I want to end by saying a few words about the "slippery slope." I believe both that political speech needs strong judicial protection and that true threats or incitement should not be protected. There will be hard cases and judges and juries should often err on the side of free speech. But, as I mentioned above, it will be difficult ahead of time to fashion rules to deal with these situations. To the extent that Brandenburg and Watts tried to do that, we now live in a different world.

In some circumstances, in-person provocations are more dangerous than those that occur via social media. The former can turn an unruly but mostly peaceful crowd into a mob, which is arguably what happened last week.

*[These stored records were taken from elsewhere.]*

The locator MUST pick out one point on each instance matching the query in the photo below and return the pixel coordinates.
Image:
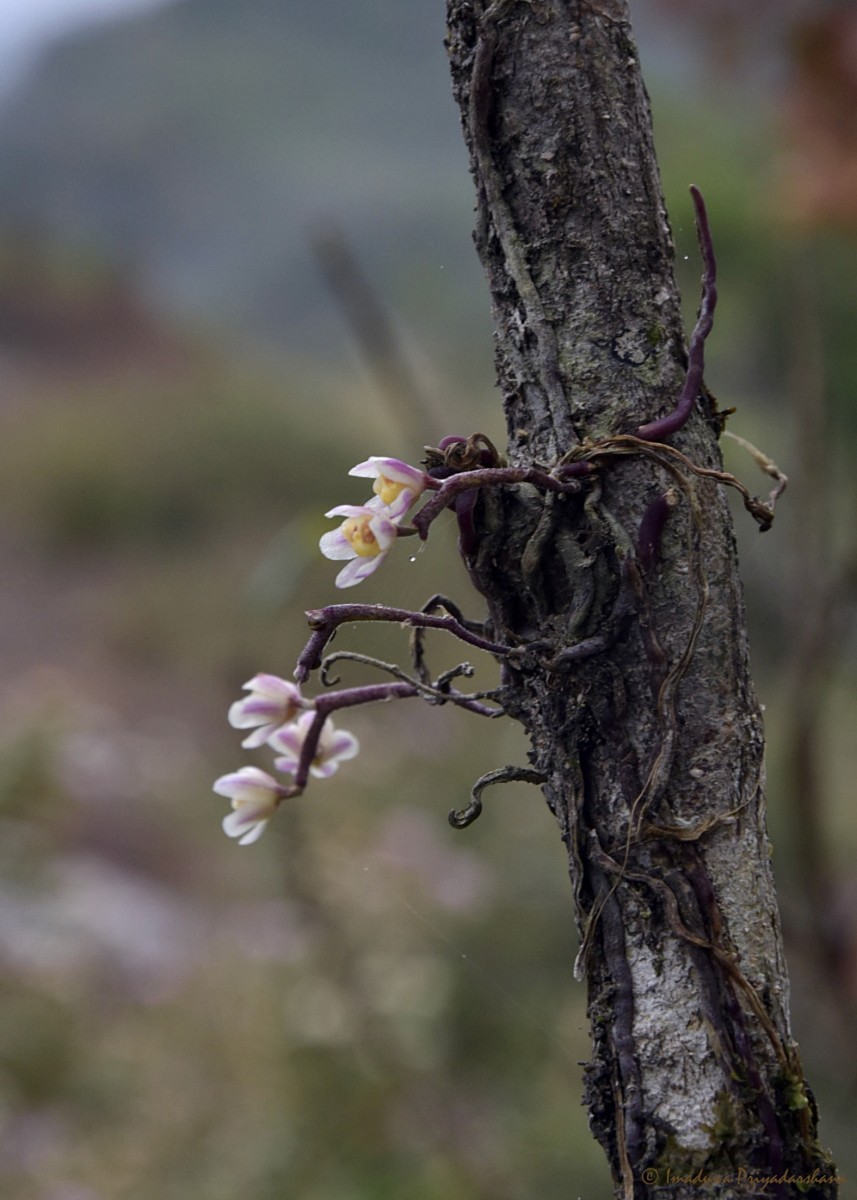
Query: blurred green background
(197, 207)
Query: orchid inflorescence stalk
(300, 732)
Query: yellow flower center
(363, 541)
(389, 490)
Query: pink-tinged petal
(393, 468)
(252, 711)
(234, 825)
(287, 766)
(346, 510)
(358, 570)
(383, 528)
(335, 545)
(245, 781)
(289, 739)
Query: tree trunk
(633, 675)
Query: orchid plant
(300, 731)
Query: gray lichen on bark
(631, 681)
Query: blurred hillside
(202, 144)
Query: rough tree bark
(633, 676)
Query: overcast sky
(28, 24)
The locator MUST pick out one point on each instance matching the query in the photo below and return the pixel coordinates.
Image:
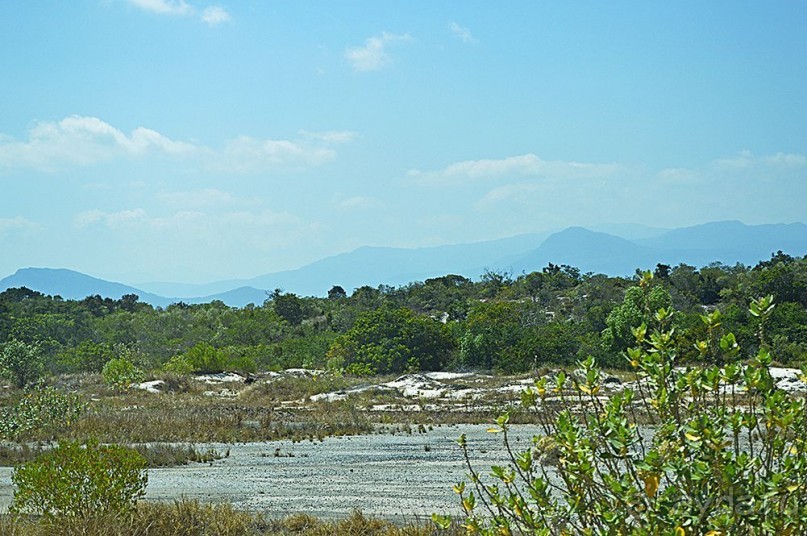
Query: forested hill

Yes, there were agitators who went looking for a fight, but without Trump's incitement there may not have been enough of them to overwhelm the police. In that context, the imminence of the threat exacerbated the content.

But in other contexts and in other ways, online agitation can be worse, making imminence an exacerbating circumstance but hardly a necessary condition for speech to be unprotected. Permanence, no less than imminence, can make threats much more dangerous. Trump's tweets, before they were taken down, are quite obviously relevant to whether he was intentionally inciting violence and whether they were related to the violence that actually happened. Their permanence (he could just host a website, direct his followers there, and he wouldn't need Twitter) makes a constitutional difference.

Imminence in some cases will be relevant to the line between protected speech and incitement, but it should not be what it is today, a pre-requisite for a judge to find incitement. The law needs to catch up to that internet reality.


hardreaders said...

Sort of apropos to this, How Appealing has coverage of an interesting 1A decision out of CA9.

Greg said...

I'm not sure I understand how much the internet changes this, for 2 reasons.

1.) Are you saying that David could open a full-page ad in the New York Times on January 1st saying "The Election was stolen! Let's all try to kill Joe Biden before our country goes to rot. He's giving a speech December 17th in D.C. Let's go, and shoot him dead."

2.) If the answer to the above is yes, what about paying in advance for a full-page ad that would run every week for a year saying the same thing?

Isn't posting a web page equivalent to the weekly full-page ad?

Eric Segall said...

He can’t do 1 or 2 in my world.

Solomon Goldman said...

I think that you’re downplaying the role of the “likelihood” of producing violence. For example, in your fourth hypothetical (kill as many Democrats as possible v. kill Pelosi and Schumer), the different result would not be based on the imminence of the violence, but rather on how likely violence would be when there’s a named target.
Just as with imminence, likelihood needs to be based on context, and I agree with your main point that the medium of the internet is an important part of that context. Here are a few suggestions about other contextual questions to ask for both likelihood and imminence:
1) Are the words addressed to a particular person?
2) Is there a victim/target of the words?
3) If there is a victim/target, is it a specific victim/target, or a general target.
4) Is there a timetable for the proposed action?
5) Is there a specific method for carrying out the proposed action?

Greg said...

Prof. Segall, I'm asking if either of those scenarios would fail the current imminence rule as it stands today.

I wonder if it could be successfully argued that any clearly identified date meets the imminence requirement, no matter how far in the future, because the real purpose of the imminence requirement is about being in the near enough future to be an identifiable time rather than a hypothetical, not about being within some arbitrary time limit.